We often over-execute on prospecting activity and under-invest prospecting strategy.
Most of us think of spam as the act of sending out lots of unsolicited emails. However, I consider spam more broadly as any communication across any medium or channel or stage of sales cycle that is devoid of value to the recipient. So having a call with a prospect where all you do is pitch features is just as spammy as sending out an email blast to a thousand people you do not know.
In this context, spam takes on five flavors:
- Spam of messaging where our message is not attuned to the prospect
- Spam of volume where we do not create a valuable one on one connection
- Spam of ignorance where we lack a basic understanding of the prospect’s business
- Spam of relevancy where we are unable to link prospect value to the solution
- Spam of conversation where we cannot influence a prospect’s thinking
If we can identify in our processes and techniques the types of spam we are creating, we can then begin to build a stronger foundation for our prospecting execution. This requires we return to the first principles of prospecting, or what I deem The Prospecting Manifesto:
- Connecting to the prospect’s why versus treating everyone the same
- Knowing each prospect versus spamming a list
- Understanding a prospect’s business versus wallowing in ignorance
- Asking insightful questions versus pushing your agenda
- Helping prospects think versus qualifying them through a process
I explore these five principles below as a counterbalance to the temptation towards employing spammy tactics and value-destroying approaches that prevent us from building trust and credibility with prospects.
Connecting to Why
Most sales reps obsess over subject lines and witty openings. But having a clear, concise, and compelling message is the only way to move beyond opens and to convert leads into quality opportunities.

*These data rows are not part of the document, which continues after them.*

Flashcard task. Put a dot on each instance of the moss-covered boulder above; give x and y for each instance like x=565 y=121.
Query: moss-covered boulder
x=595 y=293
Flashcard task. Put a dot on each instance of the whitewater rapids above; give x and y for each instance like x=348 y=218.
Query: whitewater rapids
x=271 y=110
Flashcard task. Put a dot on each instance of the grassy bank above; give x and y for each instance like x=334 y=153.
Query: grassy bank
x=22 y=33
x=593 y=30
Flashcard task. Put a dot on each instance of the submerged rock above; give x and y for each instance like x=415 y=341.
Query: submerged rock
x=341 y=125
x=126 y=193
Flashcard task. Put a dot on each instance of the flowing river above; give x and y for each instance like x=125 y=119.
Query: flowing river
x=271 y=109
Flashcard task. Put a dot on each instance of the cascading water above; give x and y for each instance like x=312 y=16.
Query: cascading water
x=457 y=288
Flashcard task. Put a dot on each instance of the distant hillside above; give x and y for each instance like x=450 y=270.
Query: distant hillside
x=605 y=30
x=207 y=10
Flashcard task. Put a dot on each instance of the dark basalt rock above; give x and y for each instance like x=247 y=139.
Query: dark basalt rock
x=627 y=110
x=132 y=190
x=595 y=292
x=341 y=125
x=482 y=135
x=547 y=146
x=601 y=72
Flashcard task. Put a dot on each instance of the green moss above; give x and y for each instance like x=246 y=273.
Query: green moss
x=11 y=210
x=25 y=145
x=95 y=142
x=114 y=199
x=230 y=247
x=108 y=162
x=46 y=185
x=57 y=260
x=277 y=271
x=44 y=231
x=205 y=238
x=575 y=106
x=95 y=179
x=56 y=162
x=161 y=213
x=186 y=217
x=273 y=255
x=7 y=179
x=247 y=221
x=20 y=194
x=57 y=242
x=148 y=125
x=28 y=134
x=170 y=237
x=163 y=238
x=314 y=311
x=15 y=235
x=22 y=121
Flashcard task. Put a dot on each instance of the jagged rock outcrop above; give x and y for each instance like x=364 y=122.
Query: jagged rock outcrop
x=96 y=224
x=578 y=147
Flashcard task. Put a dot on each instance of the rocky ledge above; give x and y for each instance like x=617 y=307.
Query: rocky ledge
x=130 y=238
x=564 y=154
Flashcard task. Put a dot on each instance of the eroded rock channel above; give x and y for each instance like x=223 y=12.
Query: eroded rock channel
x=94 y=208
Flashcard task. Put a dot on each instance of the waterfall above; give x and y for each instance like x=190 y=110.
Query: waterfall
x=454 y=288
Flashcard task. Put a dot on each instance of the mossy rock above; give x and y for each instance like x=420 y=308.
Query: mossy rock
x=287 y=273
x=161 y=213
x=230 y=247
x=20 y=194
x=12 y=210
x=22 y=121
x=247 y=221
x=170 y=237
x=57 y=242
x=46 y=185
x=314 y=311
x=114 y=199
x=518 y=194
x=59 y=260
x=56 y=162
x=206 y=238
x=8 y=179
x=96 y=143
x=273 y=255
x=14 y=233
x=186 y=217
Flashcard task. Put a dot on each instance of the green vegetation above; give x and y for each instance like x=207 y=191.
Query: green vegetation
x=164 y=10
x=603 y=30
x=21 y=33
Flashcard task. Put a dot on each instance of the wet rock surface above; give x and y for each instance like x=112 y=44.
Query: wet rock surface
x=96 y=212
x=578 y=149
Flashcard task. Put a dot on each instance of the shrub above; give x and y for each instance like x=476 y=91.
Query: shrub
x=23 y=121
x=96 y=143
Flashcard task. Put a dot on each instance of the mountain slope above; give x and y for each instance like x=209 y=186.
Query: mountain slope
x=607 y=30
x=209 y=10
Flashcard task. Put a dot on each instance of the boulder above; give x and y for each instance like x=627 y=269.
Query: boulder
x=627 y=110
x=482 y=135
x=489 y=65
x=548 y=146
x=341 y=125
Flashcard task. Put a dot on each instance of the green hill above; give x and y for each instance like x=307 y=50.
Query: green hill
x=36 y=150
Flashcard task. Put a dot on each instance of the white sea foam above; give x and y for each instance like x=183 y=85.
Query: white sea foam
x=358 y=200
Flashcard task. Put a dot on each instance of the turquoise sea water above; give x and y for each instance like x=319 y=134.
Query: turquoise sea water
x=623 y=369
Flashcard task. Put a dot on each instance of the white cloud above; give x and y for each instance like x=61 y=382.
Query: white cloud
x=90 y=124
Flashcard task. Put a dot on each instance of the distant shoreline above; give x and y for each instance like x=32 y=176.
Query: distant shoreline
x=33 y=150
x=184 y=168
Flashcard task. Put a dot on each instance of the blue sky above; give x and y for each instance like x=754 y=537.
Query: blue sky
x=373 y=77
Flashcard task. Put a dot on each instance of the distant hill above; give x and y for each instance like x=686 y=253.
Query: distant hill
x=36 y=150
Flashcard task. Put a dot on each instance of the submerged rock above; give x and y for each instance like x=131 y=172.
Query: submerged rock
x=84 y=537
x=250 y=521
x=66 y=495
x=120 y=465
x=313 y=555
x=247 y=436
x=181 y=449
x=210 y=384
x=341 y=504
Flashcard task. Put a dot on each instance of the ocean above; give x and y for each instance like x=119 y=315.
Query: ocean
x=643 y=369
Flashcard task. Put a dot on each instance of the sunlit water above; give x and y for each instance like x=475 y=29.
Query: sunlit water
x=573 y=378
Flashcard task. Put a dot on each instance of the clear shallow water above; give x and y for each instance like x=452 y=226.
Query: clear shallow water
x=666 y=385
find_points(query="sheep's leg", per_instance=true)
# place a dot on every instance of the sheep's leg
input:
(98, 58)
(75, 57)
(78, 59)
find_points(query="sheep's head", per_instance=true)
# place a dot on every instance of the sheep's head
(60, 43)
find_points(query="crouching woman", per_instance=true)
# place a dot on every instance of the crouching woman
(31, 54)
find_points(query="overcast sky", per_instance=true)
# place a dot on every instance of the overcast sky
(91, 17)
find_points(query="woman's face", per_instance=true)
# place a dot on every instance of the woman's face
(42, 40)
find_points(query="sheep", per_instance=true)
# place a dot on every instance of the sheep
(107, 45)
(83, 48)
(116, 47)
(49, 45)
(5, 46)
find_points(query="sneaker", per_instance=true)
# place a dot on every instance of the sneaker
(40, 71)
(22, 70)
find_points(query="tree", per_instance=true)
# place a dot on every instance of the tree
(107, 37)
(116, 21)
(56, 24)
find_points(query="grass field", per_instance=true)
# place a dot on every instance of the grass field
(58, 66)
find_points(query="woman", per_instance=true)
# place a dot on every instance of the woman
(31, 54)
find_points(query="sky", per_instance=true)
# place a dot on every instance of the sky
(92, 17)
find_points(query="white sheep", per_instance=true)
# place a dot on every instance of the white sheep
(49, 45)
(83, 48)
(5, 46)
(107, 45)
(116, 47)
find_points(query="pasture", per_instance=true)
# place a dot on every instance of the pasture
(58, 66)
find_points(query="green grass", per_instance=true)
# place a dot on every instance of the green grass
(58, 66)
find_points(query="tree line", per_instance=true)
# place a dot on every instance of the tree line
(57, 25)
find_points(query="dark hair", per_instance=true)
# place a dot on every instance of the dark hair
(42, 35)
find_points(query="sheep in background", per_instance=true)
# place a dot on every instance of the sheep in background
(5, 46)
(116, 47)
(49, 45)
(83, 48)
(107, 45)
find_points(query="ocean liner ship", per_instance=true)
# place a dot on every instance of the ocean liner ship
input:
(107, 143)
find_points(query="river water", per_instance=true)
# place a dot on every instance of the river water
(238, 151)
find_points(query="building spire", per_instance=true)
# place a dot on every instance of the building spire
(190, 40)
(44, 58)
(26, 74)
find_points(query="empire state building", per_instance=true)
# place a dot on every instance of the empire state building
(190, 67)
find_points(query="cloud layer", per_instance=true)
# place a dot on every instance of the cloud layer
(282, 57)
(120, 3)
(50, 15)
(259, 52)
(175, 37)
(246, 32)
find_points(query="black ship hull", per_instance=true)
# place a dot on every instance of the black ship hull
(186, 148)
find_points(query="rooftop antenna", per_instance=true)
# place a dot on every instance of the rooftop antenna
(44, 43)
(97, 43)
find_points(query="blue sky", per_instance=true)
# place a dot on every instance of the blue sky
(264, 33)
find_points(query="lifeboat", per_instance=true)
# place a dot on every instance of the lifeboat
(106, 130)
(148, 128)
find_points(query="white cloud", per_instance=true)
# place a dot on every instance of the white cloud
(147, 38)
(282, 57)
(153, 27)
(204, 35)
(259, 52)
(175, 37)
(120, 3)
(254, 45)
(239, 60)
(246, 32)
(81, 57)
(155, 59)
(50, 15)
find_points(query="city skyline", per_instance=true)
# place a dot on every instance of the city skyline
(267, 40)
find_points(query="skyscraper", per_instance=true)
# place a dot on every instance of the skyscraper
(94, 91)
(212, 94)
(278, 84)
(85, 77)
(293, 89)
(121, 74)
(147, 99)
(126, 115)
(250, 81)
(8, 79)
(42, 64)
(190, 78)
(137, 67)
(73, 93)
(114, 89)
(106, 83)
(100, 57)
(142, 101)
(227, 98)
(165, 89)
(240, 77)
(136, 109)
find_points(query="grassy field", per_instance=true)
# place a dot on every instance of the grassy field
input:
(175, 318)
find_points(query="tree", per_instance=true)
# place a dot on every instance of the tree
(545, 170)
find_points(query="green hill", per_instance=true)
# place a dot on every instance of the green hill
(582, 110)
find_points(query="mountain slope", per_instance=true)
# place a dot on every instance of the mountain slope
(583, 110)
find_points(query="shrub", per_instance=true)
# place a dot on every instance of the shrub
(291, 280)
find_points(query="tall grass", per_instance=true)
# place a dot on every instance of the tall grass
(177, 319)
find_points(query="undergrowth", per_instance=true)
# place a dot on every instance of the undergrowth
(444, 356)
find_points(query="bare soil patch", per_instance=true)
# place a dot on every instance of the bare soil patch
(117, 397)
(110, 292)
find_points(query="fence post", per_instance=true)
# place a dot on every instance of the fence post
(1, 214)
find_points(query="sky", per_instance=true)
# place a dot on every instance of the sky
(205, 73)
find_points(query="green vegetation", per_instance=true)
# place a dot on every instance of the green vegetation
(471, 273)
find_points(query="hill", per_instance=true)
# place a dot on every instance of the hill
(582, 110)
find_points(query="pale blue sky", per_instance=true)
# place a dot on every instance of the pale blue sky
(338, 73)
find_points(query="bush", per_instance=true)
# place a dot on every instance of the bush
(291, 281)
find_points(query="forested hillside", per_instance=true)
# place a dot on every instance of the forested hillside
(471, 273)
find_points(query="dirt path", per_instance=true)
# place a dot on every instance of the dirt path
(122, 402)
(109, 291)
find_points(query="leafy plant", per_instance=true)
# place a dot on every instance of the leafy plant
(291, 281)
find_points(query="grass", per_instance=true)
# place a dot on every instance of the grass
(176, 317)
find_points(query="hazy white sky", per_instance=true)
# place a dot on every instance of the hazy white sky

Do you really know who are you selling to? Do you know why they would care about you and your solution? What drives them to ask, “tell me more”, instead of hanging up or deleting your emails?
While marketing is the group usually tasked with creating personas and messaging, they are working on the macro level. They also do not have a quota. And they often do not have a deep sense of the emotional core that drives people to make decisions.
That is where sales lives. We thrive in the emotional, one-on-one engagement that takes ideas and creates ownership in the mind of the prospect. But we cannot do that unless we understand what they would most fundamentally care about, such as getting their job done faster, receiving better compensation, or advancing in one’s career.
For example, perhaps you are selling software to internal recruiters, who might be struggling with the lack of quality candidates. They are getting pummeled by their internal buyers. They are under the gun to produce. So what do you think will pique their interest more, the features of your product or a story about how you helped another recruiter look like a rockstar?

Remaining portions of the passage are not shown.